When it comes to revolvers, and especially snubnose revolvers, one of the instructors at the top of that game is Claude Werner. Claude’s background is pretty much impeccable. He served in the military including time in the Special Forces, afterwards spent some time in the private sector real estate business, and ended up as the chief instructor at the Rogers Shooting School. Werner realized there was a gap in the training industry, and set out on his own to become the pocket gun guy. Specifically he became known for his snubnose revolver work, using a snubnose revolver to compete in sanctioned IDPA matches, and doing quite well with it. Unfortunately for us, Werner has stopped teaching his snubnose classes on a regular basis. Fortunately for us, he has a couple DVDs out, and that is where the Armed Response: Secrets of the Snubby DVD comes in.
The DVD is on a single disc and features Werner as the primary presenter; the run time is just a hair over an hour and Werner covers most of that time. For a DVD on how to shoot a snubnose, this is probably one of the best, if not the best. For a DVD on how to run a revolver in general, this is probably one of the best as there is enough similarity between a snubnose and “duty sized” revolver that many of the techniques cross over. If you shoot a revolver, there is an incredible amount of value in this DVD, regardless of if it is a snubnose or not.
The DVD kicks off with Werner talking about triggers, specifically how to work a revolver trigger and how that varies from the typical semi-automatic trigger. This is an important place to start. Revolver triggers are not the same as semi-auto triggers. They are usually heavier and when shot in double action as they should be in a defensive context, significantly longer. Learning to properly run a trigger on a revolver is paramount to shooting the gun well.
He also covers fitting the revolver to the shooter through choosing the proper stocks to put on the gun. He is strictly practical in this context. It doesn’t matter what the stocks look like, it matters what performance characteristics the stocks provide to the shooter. Generally speaking, the idea is to use the stocks to adjust the “length of pull” on the revolver to fit the shooter’s hand size. This is probably an area that is too often overlooked by revolver shooters for either aesthetics or to fit a specific part of the handguns intended use (i.e. small, slick boot grips for pocket carry). The actual ability to shoot the gun well is either overlooked, or not a priority.
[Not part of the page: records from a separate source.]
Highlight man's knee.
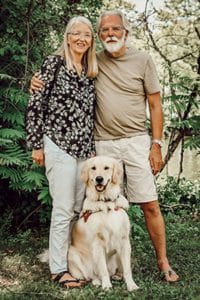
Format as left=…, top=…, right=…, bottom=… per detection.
left=140, top=201, right=161, bottom=217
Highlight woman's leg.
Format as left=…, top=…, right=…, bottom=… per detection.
left=44, top=137, right=80, bottom=284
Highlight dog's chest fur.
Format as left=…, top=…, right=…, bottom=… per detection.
left=78, top=195, right=130, bottom=254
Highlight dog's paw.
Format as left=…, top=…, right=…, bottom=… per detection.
left=127, top=282, right=139, bottom=292
left=92, top=278, right=101, bottom=286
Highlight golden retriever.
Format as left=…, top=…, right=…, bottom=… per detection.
left=68, top=156, right=138, bottom=291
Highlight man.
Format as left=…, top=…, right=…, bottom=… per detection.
left=31, top=11, right=179, bottom=282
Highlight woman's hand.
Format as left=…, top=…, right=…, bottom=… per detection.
left=32, top=149, right=44, bottom=166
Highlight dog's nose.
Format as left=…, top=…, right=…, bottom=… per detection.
left=96, top=176, right=103, bottom=184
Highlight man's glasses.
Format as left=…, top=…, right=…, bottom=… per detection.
left=68, top=31, right=92, bottom=40
left=99, top=26, right=124, bottom=34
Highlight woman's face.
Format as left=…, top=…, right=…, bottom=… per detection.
left=68, top=23, right=92, bottom=54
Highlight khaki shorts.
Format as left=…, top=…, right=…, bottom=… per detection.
left=96, top=134, right=158, bottom=203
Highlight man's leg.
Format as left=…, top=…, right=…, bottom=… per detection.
left=140, top=201, right=179, bottom=282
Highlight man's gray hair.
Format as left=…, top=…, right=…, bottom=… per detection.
left=97, top=10, right=130, bottom=33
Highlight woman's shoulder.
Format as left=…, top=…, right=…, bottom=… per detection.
left=43, top=54, right=63, bottom=65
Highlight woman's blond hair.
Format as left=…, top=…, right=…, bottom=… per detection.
left=55, top=16, right=98, bottom=78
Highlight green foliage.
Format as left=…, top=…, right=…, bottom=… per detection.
left=0, top=0, right=102, bottom=223
left=158, top=176, right=200, bottom=214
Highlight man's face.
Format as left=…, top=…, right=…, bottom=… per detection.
left=99, top=15, right=126, bottom=53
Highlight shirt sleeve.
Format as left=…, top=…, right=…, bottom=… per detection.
left=144, top=55, right=160, bottom=95
left=26, top=55, right=61, bottom=149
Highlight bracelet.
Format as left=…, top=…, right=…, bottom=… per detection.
left=151, top=139, right=163, bottom=148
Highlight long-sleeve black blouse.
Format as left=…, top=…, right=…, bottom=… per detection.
left=26, top=55, right=95, bottom=159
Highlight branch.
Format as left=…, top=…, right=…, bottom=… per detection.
left=171, top=53, right=193, bottom=63
left=17, top=204, right=43, bottom=231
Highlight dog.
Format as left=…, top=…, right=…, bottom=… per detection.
left=68, top=156, right=138, bottom=291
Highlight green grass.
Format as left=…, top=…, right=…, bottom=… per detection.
left=0, top=215, right=200, bottom=300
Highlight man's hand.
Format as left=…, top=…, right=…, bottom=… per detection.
left=149, top=144, right=163, bottom=175
left=29, top=73, right=44, bottom=94
left=32, top=149, right=44, bottom=166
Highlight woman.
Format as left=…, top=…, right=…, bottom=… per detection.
left=27, top=16, right=97, bottom=287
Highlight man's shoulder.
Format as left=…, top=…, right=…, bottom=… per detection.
left=127, top=47, right=150, bottom=59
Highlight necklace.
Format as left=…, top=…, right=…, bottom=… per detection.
left=73, top=62, right=83, bottom=75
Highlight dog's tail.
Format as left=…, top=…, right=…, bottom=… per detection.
left=37, top=249, right=49, bottom=263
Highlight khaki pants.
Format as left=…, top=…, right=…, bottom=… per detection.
left=96, top=134, right=158, bottom=203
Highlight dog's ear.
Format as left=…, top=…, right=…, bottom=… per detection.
left=112, top=161, right=122, bottom=184
left=81, top=161, right=89, bottom=183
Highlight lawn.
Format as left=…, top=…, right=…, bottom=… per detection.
left=0, top=214, right=200, bottom=300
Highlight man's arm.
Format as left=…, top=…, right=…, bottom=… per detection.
left=147, top=92, right=163, bottom=175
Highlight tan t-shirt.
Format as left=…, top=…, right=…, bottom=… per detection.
left=95, top=48, right=160, bottom=140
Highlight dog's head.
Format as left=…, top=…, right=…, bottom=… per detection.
left=81, top=156, right=122, bottom=193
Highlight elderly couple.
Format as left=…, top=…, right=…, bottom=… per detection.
left=27, top=11, right=179, bottom=287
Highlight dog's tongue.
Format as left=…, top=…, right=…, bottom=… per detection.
left=95, top=184, right=104, bottom=192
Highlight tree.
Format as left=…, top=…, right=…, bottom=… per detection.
left=118, top=0, right=200, bottom=175
left=0, top=0, right=102, bottom=225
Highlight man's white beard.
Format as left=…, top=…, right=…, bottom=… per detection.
left=101, top=31, right=126, bottom=53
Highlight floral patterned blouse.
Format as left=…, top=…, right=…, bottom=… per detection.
left=26, top=55, right=95, bottom=159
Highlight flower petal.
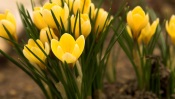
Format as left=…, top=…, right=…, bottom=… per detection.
left=60, top=33, right=75, bottom=52
left=76, top=35, right=85, bottom=54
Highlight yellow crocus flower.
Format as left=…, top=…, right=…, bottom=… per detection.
left=52, top=0, right=74, bottom=11
left=51, top=33, right=85, bottom=64
left=73, top=0, right=91, bottom=14
left=0, top=10, right=17, bottom=40
left=42, top=3, right=69, bottom=28
left=138, top=18, right=159, bottom=44
left=71, top=14, right=91, bottom=38
left=166, top=15, right=175, bottom=45
left=33, top=7, right=47, bottom=29
left=40, top=27, right=58, bottom=44
left=127, top=6, right=149, bottom=40
left=23, top=39, right=50, bottom=69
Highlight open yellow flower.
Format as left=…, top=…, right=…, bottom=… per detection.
left=42, top=3, right=69, bottom=28
left=73, top=0, right=91, bottom=14
left=52, top=0, right=74, bottom=11
left=23, top=39, right=50, bottom=69
left=40, top=27, right=58, bottom=44
left=166, top=15, right=175, bottom=45
left=51, top=33, right=85, bottom=63
left=71, top=14, right=91, bottom=38
left=33, top=7, right=47, bottom=29
left=0, top=10, right=17, bottom=40
left=138, top=18, right=159, bottom=44
left=127, top=6, right=149, bottom=39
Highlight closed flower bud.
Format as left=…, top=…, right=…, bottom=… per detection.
left=0, top=10, right=17, bottom=40
left=33, top=7, right=47, bottom=29
left=127, top=6, right=149, bottom=39
left=73, top=0, right=91, bottom=14
left=40, top=27, right=58, bottom=44
left=166, top=15, right=175, bottom=45
left=42, top=3, right=69, bottom=28
left=71, top=14, right=91, bottom=38
left=23, top=39, right=50, bottom=69
left=51, top=33, right=85, bottom=64
left=138, top=19, right=159, bottom=44
left=93, top=8, right=113, bottom=33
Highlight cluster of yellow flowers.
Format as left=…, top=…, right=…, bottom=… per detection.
left=17, top=0, right=112, bottom=69
left=0, top=0, right=175, bottom=68
left=127, top=6, right=159, bottom=44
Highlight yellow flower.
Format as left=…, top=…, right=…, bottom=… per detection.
left=0, top=10, right=17, bottom=40
left=51, top=33, right=85, bottom=63
left=73, top=0, right=91, bottom=14
left=40, top=27, right=58, bottom=44
left=52, top=0, right=74, bottom=11
left=127, top=6, right=149, bottom=39
left=138, top=19, right=159, bottom=44
left=33, top=7, right=47, bottom=29
left=71, top=14, right=91, bottom=38
left=42, top=3, right=69, bottom=28
left=89, top=3, right=95, bottom=19
left=93, top=8, right=113, bottom=33
left=166, top=15, right=175, bottom=45
left=23, top=39, right=50, bottom=69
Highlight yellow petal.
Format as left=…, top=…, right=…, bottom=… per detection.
left=41, top=9, right=57, bottom=28
left=132, top=6, right=145, bottom=16
left=6, top=11, right=16, bottom=27
left=60, top=33, right=75, bottom=52
left=62, top=52, right=77, bottom=63
left=72, top=44, right=81, bottom=59
left=33, top=10, right=47, bottom=29
left=76, top=35, right=85, bottom=53
left=0, top=20, right=16, bottom=39
left=126, top=25, right=132, bottom=38
left=44, top=42, right=50, bottom=55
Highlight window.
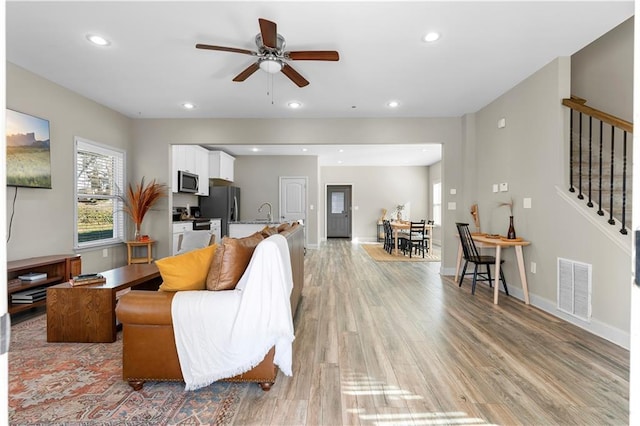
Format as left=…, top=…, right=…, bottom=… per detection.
left=74, top=138, right=125, bottom=248
left=432, top=182, right=442, bottom=225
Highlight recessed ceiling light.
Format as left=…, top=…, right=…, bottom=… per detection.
left=423, top=31, right=440, bottom=43
left=87, top=34, right=111, bottom=46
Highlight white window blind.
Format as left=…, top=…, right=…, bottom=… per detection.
left=75, top=138, right=125, bottom=248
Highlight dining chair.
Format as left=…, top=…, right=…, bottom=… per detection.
left=382, top=220, right=395, bottom=254
left=456, top=222, right=509, bottom=296
left=401, top=222, right=424, bottom=257
left=421, top=219, right=435, bottom=253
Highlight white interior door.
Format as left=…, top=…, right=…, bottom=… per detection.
left=280, top=176, right=308, bottom=225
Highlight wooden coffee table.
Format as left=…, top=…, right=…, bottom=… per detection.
left=47, top=263, right=162, bottom=343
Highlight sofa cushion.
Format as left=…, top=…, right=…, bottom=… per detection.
left=156, top=244, right=218, bottom=291
left=206, top=232, right=264, bottom=291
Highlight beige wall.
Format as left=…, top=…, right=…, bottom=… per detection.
left=318, top=166, right=431, bottom=241
left=233, top=155, right=318, bottom=242
left=6, top=63, right=131, bottom=272
left=7, top=40, right=630, bottom=345
left=131, top=118, right=461, bottom=262
left=571, top=18, right=635, bottom=122
left=465, top=58, right=631, bottom=347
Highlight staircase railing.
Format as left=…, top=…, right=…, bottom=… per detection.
left=562, top=96, right=633, bottom=235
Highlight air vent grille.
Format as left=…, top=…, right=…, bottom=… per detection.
left=558, top=258, right=591, bottom=321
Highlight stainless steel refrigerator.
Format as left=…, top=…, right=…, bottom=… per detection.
left=198, top=186, right=240, bottom=236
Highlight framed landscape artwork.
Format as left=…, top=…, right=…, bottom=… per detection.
left=6, top=109, right=51, bottom=188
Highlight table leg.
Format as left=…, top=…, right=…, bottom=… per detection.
left=453, top=243, right=462, bottom=284
left=393, top=229, right=398, bottom=256
left=493, top=245, right=502, bottom=305
left=516, top=246, right=529, bottom=305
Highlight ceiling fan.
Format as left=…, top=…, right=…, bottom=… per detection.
left=196, top=18, right=340, bottom=87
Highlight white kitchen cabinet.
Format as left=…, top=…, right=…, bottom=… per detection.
left=171, top=145, right=209, bottom=196
left=211, top=219, right=222, bottom=243
left=192, top=146, right=209, bottom=197
left=209, top=151, right=236, bottom=182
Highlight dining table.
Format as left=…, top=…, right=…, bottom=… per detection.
left=454, top=234, right=531, bottom=305
left=391, top=220, right=433, bottom=255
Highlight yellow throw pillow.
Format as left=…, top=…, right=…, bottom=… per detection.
left=156, top=244, right=218, bottom=291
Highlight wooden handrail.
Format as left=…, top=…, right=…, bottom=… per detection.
left=562, top=96, right=633, bottom=133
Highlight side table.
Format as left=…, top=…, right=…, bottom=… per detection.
left=47, top=263, right=162, bottom=343
left=125, top=240, right=156, bottom=265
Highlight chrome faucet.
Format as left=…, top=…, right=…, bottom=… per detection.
left=258, top=203, right=272, bottom=222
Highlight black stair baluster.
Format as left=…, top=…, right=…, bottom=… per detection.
left=607, top=126, right=616, bottom=225
left=620, top=130, right=627, bottom=235
left=569, top=108, right=576, bottom=192
left=598, top=121, right=604, bottom=216
left=587, top=116, right=593, bottom=207
left=578, top=112, right=584, bottom=200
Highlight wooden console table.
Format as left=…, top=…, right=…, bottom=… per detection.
left=126, top=240, right=155, bottom=265
left=47, top=263, right=162, bottom=343
left=7, top=254, right=82, bottom=314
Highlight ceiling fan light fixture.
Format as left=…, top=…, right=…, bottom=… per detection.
left=423, top=31, right=440, bottom=43
left=260, top=58, right=282, bottom=74
left=87, top=34, right=111, bottom=46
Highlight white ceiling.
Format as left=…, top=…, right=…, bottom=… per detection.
left=6, top=0, right=633, bottom=165
left=207, top=144, right=442, bottom=166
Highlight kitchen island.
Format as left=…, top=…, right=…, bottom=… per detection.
left=229, top=220, right=282, bottom=238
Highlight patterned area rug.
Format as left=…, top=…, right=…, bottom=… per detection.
left=9, top=315, right=250, bottom=425
left=360, top=244, right=440, bottom=262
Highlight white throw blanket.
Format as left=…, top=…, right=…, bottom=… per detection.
left=171, top=235, right=294, bottom=390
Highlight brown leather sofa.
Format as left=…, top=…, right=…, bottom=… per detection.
left=116, top=226, right=304, bottom=391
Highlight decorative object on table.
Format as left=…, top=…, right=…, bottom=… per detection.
left=471, top=204, right=482, bottom=234
left=500, top=200, right=516, bottom=240
left=69, top=273, right=107, bottom=287
left=396, top=204, right=404, bottom=222
left=120, top=176, right=167, bottom=241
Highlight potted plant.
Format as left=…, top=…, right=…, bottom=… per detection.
left=120, top=176, right=167, bottom=241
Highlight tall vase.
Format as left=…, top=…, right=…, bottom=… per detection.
left=507, top=216, right=516, bottom=240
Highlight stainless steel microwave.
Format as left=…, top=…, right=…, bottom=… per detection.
left=178, top=170, right=198, bottom=194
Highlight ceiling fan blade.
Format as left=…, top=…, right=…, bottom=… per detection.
left=196, top=43, right=257, bottom=56
left=285, top=50, right=340, bottom=61
left=258, top=18, right=278, bottom=49
left=281, top=64, right=309, bottom=87
left=233, top=62, right=260, bottom=81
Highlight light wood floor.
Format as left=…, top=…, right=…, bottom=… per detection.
left=234, top=240, right=629, bottom=425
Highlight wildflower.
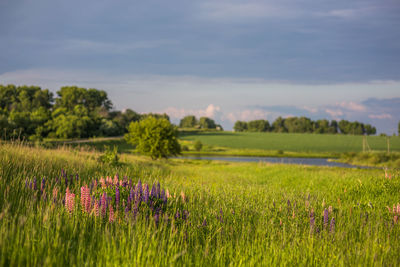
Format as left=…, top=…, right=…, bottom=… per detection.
left=53, top=187, right=58, bottom=203
left=143, top=184, right=149, bottom=203
left=99, top=177, right=106, bottom=188
left=329, top=218, right=335, bottom=233
left=93, top=200, right=100, bottom=217
left=115, top=186, right=120, bottom=209
left=324, top=209, right=329, bottom=227
left=100, top=192, right=107, bottom=217
left=81, top=185, right=91, bottom=213
left=108, top=205, right=115, bottom=222
left=310, top=209, right=315, bottom=229
left=150, top=184, right=156, bottom=198
left=156, top=181, right=161, bottom=198
left=65, top=188, right=75, bottom=213
left=154, top=212, right=160, bottom=226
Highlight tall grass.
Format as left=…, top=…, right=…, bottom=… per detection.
left=0, top=142, right=400, bottom=266
left=181, top=132, right=400, bottom=153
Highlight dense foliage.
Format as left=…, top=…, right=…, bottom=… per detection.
left=125, top=116, right=181, bottom=159
left=0, top=85, right=169, bottom=140
left=179, top=115, right=223, bottom=131
left=233, top=117, right=376, bottom=135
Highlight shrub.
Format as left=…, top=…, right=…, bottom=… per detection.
left=125, top=116, right=181, bottom=159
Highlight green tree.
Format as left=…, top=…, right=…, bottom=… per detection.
left=272, top=117, right=288, bottom=133
left=233, top=121, right=247, bottom=132
left=125, top=116, right=181, bottom=159
left=179, top=115, right=198, bottom=128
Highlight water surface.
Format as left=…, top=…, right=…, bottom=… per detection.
left=178, top=155, right=369, bottom=169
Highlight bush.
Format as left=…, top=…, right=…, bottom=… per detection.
left=125, top=116, right=181, bottom=159
left=98, top=146, right=120, bottom=166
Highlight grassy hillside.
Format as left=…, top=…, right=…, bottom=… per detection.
left=0, top=144, right=400, bottom=266
left=181, top=132, right=400, bottom=153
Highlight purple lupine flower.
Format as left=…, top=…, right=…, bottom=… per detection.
left=182, top=210, right=189, bottom=221
left=310, top=210, right=315, bottom=229
left=150, top=184, right=156, bottom=198
left=40, top=177, right=46, bottom=193
left=128, top=179, right=134, bottom=189
left=136, top=179, right=142, bottom=196
left=156, top=181, right=161, bottom=198
left=324, top=209, right=329, bottom=227
left=143, top=184, right=149, bottom=203
left=329, top=218, right=335, bottom=233
left=154, top=212, right=160, bottom=226
left=115, top=185, right=120, bottom=209
left=128, top=189, right=135, bottom=202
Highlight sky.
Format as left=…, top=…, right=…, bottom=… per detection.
left=0, top=0, right=400, bottom=134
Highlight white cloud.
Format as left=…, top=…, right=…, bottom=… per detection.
left=325, top=108, right=343, bottom=119
left=224, top=109, right=271, bottom=122
left=59, top=39, right=178, bottom=54
left=368, top=113, right=393, bottom=120
left=160, top=104, right=223, bottom=119
left=200, top=0, right=300, bottom=21
left=336, top=101, right=366, bottom=111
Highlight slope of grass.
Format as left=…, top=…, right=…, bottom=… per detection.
left=0, top=144, right=400, bottom=266
left=181, top=132, right=400, bottom=153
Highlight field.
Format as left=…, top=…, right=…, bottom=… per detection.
left=0, top=142, right=400, bottom=266
left=181, top=132, right=400, bottom=153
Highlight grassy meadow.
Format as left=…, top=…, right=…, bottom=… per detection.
left=0, top=144, right=400, bottom=266
left=181, top=131, right=400, bottom=153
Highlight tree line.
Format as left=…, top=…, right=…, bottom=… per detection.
left=0, top=84, right=169, bottom=140
left=233, top=117, right=376, bottom=135
left=179, top=115, right=223, bottom=131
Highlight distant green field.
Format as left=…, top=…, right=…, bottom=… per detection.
left=181, top=132, right=400, bottom=153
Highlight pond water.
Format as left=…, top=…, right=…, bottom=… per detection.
left=178, top=156, right=370, bottom=169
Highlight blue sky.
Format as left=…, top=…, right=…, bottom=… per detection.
left=0, top=0, right=400, bottom=134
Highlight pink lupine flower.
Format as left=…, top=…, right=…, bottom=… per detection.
left=53, top=187, right=58, bottom=203
left=101, top=193, right=107, bottom=217
left=65, top=188, right=75, bottom=213
left=100, top=177, right=106, bottom=188
left=93, top=201, right=100, bottom=217
left=81, top=185, right=91, bottom=213
left=108, top=205, right=115, bottom=222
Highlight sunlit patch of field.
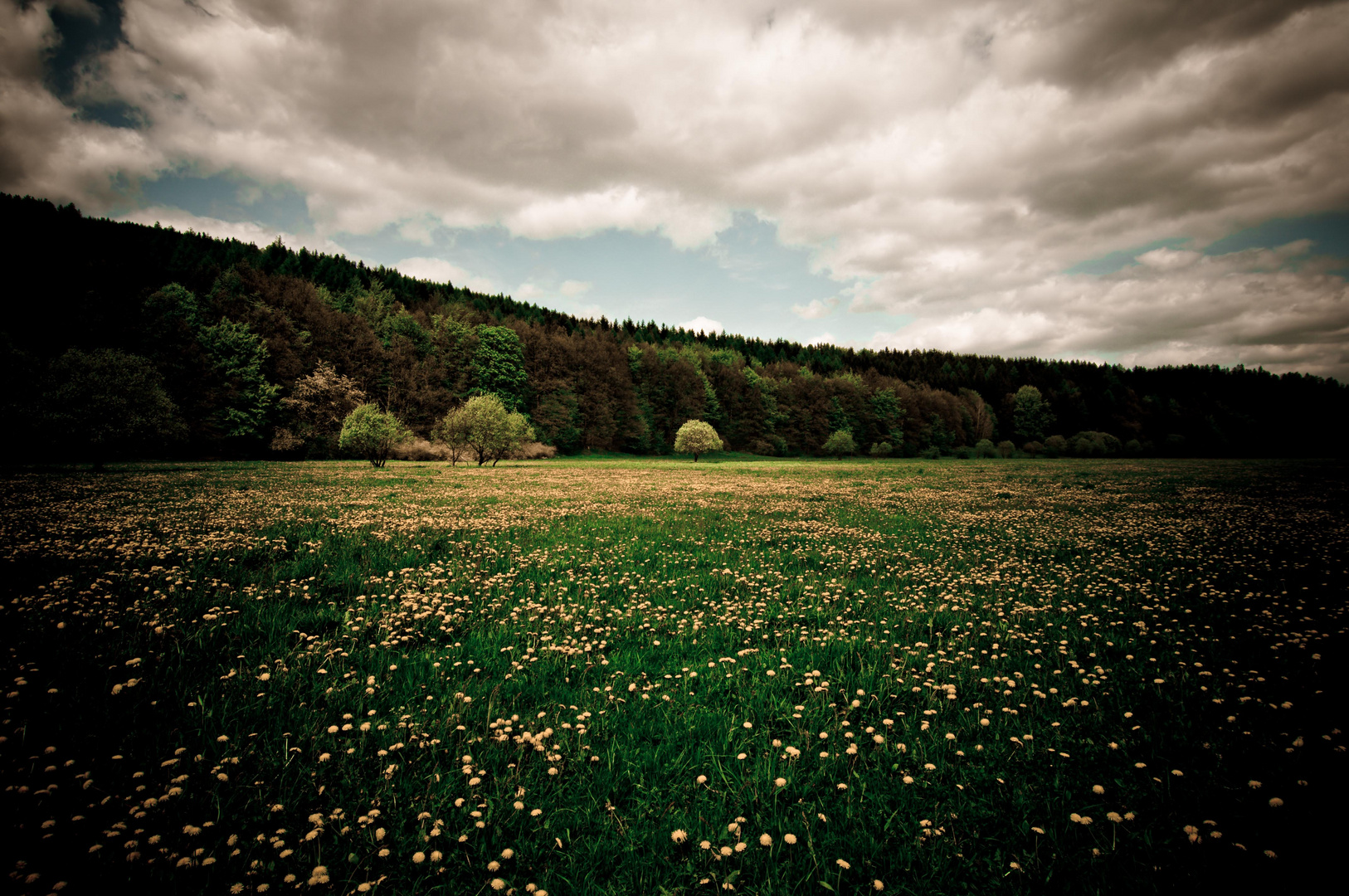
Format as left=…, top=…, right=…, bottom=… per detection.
left=0, top=461, right=1347, bottom=896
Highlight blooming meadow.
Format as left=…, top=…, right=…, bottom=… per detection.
left=0, top=460, right=1347, bottom=896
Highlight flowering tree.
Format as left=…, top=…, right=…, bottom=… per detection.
left=338, top=405, right=412, bottom=467
left=674, top=420, right=724, bottom=463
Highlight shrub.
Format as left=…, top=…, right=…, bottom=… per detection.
left=674, top=420, right=724, bottom=463
left=511, top=441, right=558, bottom=460
left=750, top=439, right=777, bottom=457
left=431, top=394, right=536, bottom=467
left=338, top=405, right=412, bottom=468
left=1069, top=429, right=1123, bottom=457
left=821, top=429, right=857, bottom=457
left=388, top=439, right=449, bottom=460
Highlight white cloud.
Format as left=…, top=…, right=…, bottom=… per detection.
left=870, top=241, right=1349, bottom=375
left=791, top=298, right=839, bottom=319
left=394, top=255, right=498, bottom=293
left=680, top=314, right=726, bottom=334
left=7, top=0, right=1349, bottom=373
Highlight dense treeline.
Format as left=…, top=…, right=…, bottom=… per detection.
left=0, top=194, right=1349, bottom=456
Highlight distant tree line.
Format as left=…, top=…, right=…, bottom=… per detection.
left=0, top=194, right=1349, bottom=461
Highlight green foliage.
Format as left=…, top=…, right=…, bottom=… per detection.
left=197, top=319, right=280, bottom=440
left=0, top=194, right=1349, bottom=456
left=43, top=348, right=183, bottom=467
left=271, top=362, right=366, bottom=457
left=1069, top=431, right=1123, bottom=457
left=821, top=429, right=857, bottom=457
left=338, top=403, right=412, bottom=467
left=0, top=457, right=1345, bottom=896
left=474, top=327, right=528, bottom=410
left=431, top=396, right=534, bottom=467
left=1012, top=386, right=1055, bottom=439
left=674, top=420, right=724, bottom=463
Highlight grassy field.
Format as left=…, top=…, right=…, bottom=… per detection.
left=0, top=460, right=1349, bottom=896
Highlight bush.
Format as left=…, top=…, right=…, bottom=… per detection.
left=750, top=439, right=777, bottom=457
left=511, top=441, right=558, bottom=460
left=338, top=405, right=412, bottom=468
left=821, top=429, right=857, bottom=457
left=674, top=420, right=724, bottom=463
left=431, top=394, right=536, bottom=467
left=391, top=439, right=449, bottom=460
left=1069, top=431, right=1123, bottom=457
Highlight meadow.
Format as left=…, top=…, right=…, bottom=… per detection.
left=0, top=459, right=1349, bottom=896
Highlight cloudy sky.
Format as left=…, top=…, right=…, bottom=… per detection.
left=7, top=0, right=1349, bottom=379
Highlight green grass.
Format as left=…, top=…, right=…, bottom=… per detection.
left=0, top=459, right=1347, bottom=896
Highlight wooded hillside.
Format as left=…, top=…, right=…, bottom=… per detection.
left=0, top=196, right=1349, bottom=460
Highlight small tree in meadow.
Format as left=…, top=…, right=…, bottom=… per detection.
left=338, top=405, right=412, bottom=468
left=674, top=420, right=724, bottom=463
left=431, top=394, right=534, bottom=467
left=821, top=429, right=857, bottom=457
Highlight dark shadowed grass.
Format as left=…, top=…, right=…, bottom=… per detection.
left=0, top=460, right=1345, bottom=894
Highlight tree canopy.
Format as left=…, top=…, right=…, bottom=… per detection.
left=0, top=194, right=1349, bottom=457
left=674, top=420, right=724, bottom=463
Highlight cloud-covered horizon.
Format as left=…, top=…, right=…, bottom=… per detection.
left=0, top=0, right=1349, bottom=377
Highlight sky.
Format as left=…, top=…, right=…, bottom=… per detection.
left=0, top=0, right=1349, bottom=381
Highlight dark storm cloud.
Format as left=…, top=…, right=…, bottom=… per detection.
left=7, top=0, right=1349, bottom=371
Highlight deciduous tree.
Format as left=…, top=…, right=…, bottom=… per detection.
left=674, top=420, right=723, bottom=463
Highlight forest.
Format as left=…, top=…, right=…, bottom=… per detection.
left=0, top=194, right=1349, bottom=463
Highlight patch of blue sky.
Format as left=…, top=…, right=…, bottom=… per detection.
left=138, top=168, right=313, bottom=233
left=1064, top=212, right=1349, bottom=275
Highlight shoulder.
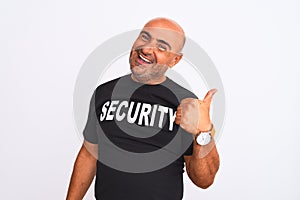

As one might expect, there is a considerable amount of time spent discussing reloading a revolver, both in terms of how to carry the extra ammunition, and how to execute the reload. Wener covers how to use five different types of speedloaders, how to use speed strips, and how to load the handgun with loose rounds. He uses a traditional FBI style reloading method, using the support hand thumb to work the ejection rod, and rotating the gun over so that the muzzle is pointing towards the ground and indexing the butt of the revolver flat against the abdomen. This is one area that I wish were covered more in depth. There are quite a few different methods out there for reloading a revolver and there is not really any explanation as to why Werner prefers the one he does or the pros and cons of the different methods.
Once reloads are thoroughly covered, Claude essentially works through an abbreviated version of a live fire practice session. He is big on using a variation of the ball and dummy drill to help improve marksmanship skills. I think it would be feasible to take this live fire portion, add a few more repetitions of the drills, and end up with a very solid basic practice session specific to the revolver. I am not certain if this was the intention, but the potential is definitely there.
The last 6 minutes of the DVD are taken up by another instructor, Wayne Spees. Spees’ background is primarily law enforcement, having served with the San Diego Police Department for 31 years before retiring. He covers some things that Werner does not, like one handed manipulation of the J-frame, shooting on the move, and using the J-frame as a backup gun. While I think I understand the purpose of adding the additional material, it would be better to have had it covered by Werner. If the material is going to be covered by another instructor, then is needs to be expanded so that it does not come off as being an afterthought as it does currently.
Overall, the amount of information in this DVD is incredible. I also appreciate that each segment is ended with “Chapter Notes”, a brief summation of the material covered. Sometimes when I watch a video I miss small pieces of information or the information might be buried inside of another topic. With the Chapter Notes it gets highlighted and brought out to front and center for easier processing and retention.
I will say that even though the information contained in the DVD is top quality, the style of the video is a bit bland. It is not the most exciting DVD, and may require being watched a few times to draw all of the information out of it or watched in smaller segments to stay engaged. The price tag on this little gem is really not that bad at only $20.00 plus shipping. For the amount of information contained in the DVD from one of the country’s top revolver instructors, it is worth every penny.